We've been chatting to Hagan and will be posting his answers on here. First of all, we asked Hagan: How did you get into surfing?
"I was born in Hawaii and raised in a rural part of the Big Island. When I was seven, I moved to the North Shore of Oahu with my mom and little brother. It was the winter of ‘86-87 and the surf was huge that winter... Waimea Bay was ‘20 on numerous occasions. The little flat we rented was right across the street from the Bay, and on those big days the rumble of the surf would shake the foundations of our place.
It was exciting to be around this energy, and I was in awe of it all; seeing the best surfers in the world...these young wild guys and girls, so full of energy running along with their boards, jumping into the water at all of these amazing breaks.
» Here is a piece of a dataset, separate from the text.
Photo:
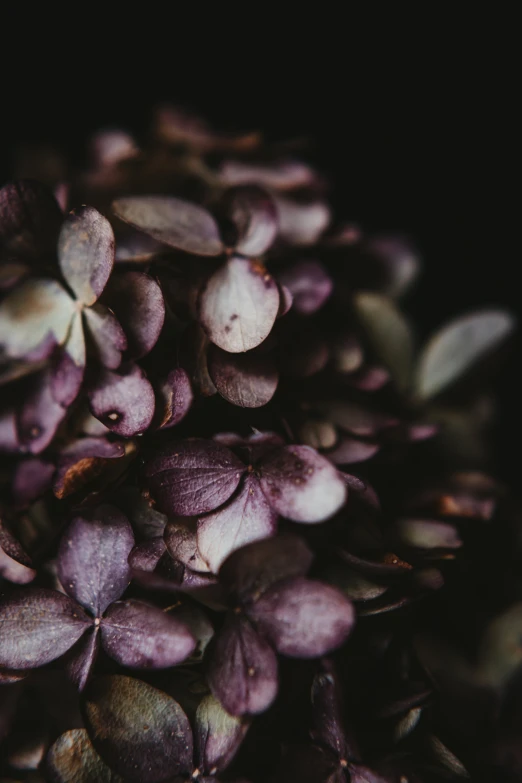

Pipeline, Waimea, Sunset Beach...all of these famous breaks are mere miles apart on the North Shore. Someone coined it the ‘7 Mile Miracle’. Yeah, the place is full-on. In the winter, it’s the place to be. The best place to be a surfer in the whole world. So I was thrown right into it; just a little sunburnt blonde head white boy.
We were poor, living off government assistance. My mom was a starving artist and she was making ends meet by waiting tables. It didn’t matter; we had so much fun living there on the beach. One day, I found an old trashed surfboard in a dumpster along the coast highway; the nose was broken off and it was dinged up pretty bad, but the fins were still glassed in good, and it was a small board, good for a small kid. So I brought it home, fixed it up with duct tape, and showed my mom and brother.
I was overjoyed with my good fortune. I waited for a down day in the swell and paddled out for the first time at the beach across the street; a place called ‘rubber duckies’, and that was that. I caught a wave, it was fun...and I was hooked."